Top 5 albums I tell people I listen to when I run: Fugazi's Repeater, Mission of Burma's Vs., Gang of Four's Entertainment!, some obscure Unwound EP, maybe Refused if I'm being honest about needing energy. What I actually put on more than I'll admit: this Sublime playlist. All Bradley Nowell. All the stuff I loved before I decided to have taste.
Here's the thing nobody tells you about running: the first mile is a liar. Your body says everything hurts, your brain says go home, and you need something that doesn't require you to think too hard about whether you're experiencing art or just noise. Sublime works because it's not trying to be important. "Doin' Time" opens this thing and it's summer 1997 and you're not running toward enlightenment, you're just moving.
Bradley died in '96, two months before Sublime's self-titled album made them massive. By the time I was running to "Badfish" and "40oz. To Freedom," he'd been gone for years, and Rome Ramirez was out there singing these songs with the surviving members, and look—Rome's fine. Technically proficient. But it's like when a band replaces their lead singer and something essential is just missing. Not worse, necessarily. Just not the same. This playlist is the original guy. The one who didn't make it out.
The sequencing here moves through Sublime's entire catalog like flipping through someone's record collection at a party. Early stuff, covers, deep album cuts, that Gwen Stefani duet from '97 that still sounds like two people who got each other. "Saw Red" hits around the midpoint and it's Bradley and Gwen trading verses about betrayal, and you remember that Gwen was dating Tony Kanal, that No Doubt and Sublime ran in the same Long Beach circles, that everyone was young and terrible to each other in ways they'd write songs about later.
The Wall Breaker here is "40oz. To Freedom," track twelve, and by that point you've been running for thirty-five minutes and your legs are asking questions you don't have answers for. What makes it work is that it's not some pumped-up anthem. It's a mid-tempo shuffle, Brad Nowell half-singing about getting drunk and getting by, and somehow that's exactly what you need when running stops being about fitness and starts being about whether you can finish what you started. The guitar tone is cheap and perfect. Lou Dog probably barking in the background. It's not trying to save you. It's just there.
What came first: the music or the decision to be okay with liking uncool things? Sublime isn't cool.
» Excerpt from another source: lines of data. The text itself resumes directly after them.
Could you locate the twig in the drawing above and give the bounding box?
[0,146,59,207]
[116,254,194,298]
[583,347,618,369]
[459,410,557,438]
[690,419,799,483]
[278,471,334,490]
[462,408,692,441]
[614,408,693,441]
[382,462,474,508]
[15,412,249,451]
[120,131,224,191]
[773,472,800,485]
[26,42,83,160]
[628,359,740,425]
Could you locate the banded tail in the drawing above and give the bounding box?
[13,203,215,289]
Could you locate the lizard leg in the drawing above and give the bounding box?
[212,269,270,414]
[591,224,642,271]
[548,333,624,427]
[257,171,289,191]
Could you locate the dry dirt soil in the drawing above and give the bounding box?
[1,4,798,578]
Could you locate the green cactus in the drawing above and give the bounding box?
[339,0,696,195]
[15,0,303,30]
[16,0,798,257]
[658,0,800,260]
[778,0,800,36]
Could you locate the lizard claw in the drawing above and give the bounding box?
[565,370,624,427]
Never was in certain circles. Too frat party, too acoustic guitar at the beach, too many people with bad weed and worse opinions claiming this as their favorite band. But "Steppin' Razor" is a Peter Tosh cover done right. "Scarlet Begonias" takes the Grateful Dead and makes it sound like it belongs in a skate video. Sublime was a band of music nerds—reggae, punk, hip-hop, whatever worked—and they were better at this than anyone wants to admit.
By the time you hit "Rivers Of Babylon" at the end, you've run five miles, maybe six, and you're not fixed. The thing I thought running would solve—work, chaos, the feeling that I'm always behind on something—it's all still there. But for fifty-six minutes, I had Bradley Nowell and a playlist that didn't ask me to be smarter than I am.
Dick would tell me the exact label and pressing of every track here. Barry would fight me about whether Sublime belongs on a running playlist at all, whether this is even real ska punk or just white guys appropriating reggae. And maybe he's right. But it works. It works when the Lakefront Trail is empty and the wind off the lake is punishing and you need something that sounds like summer even when it's not.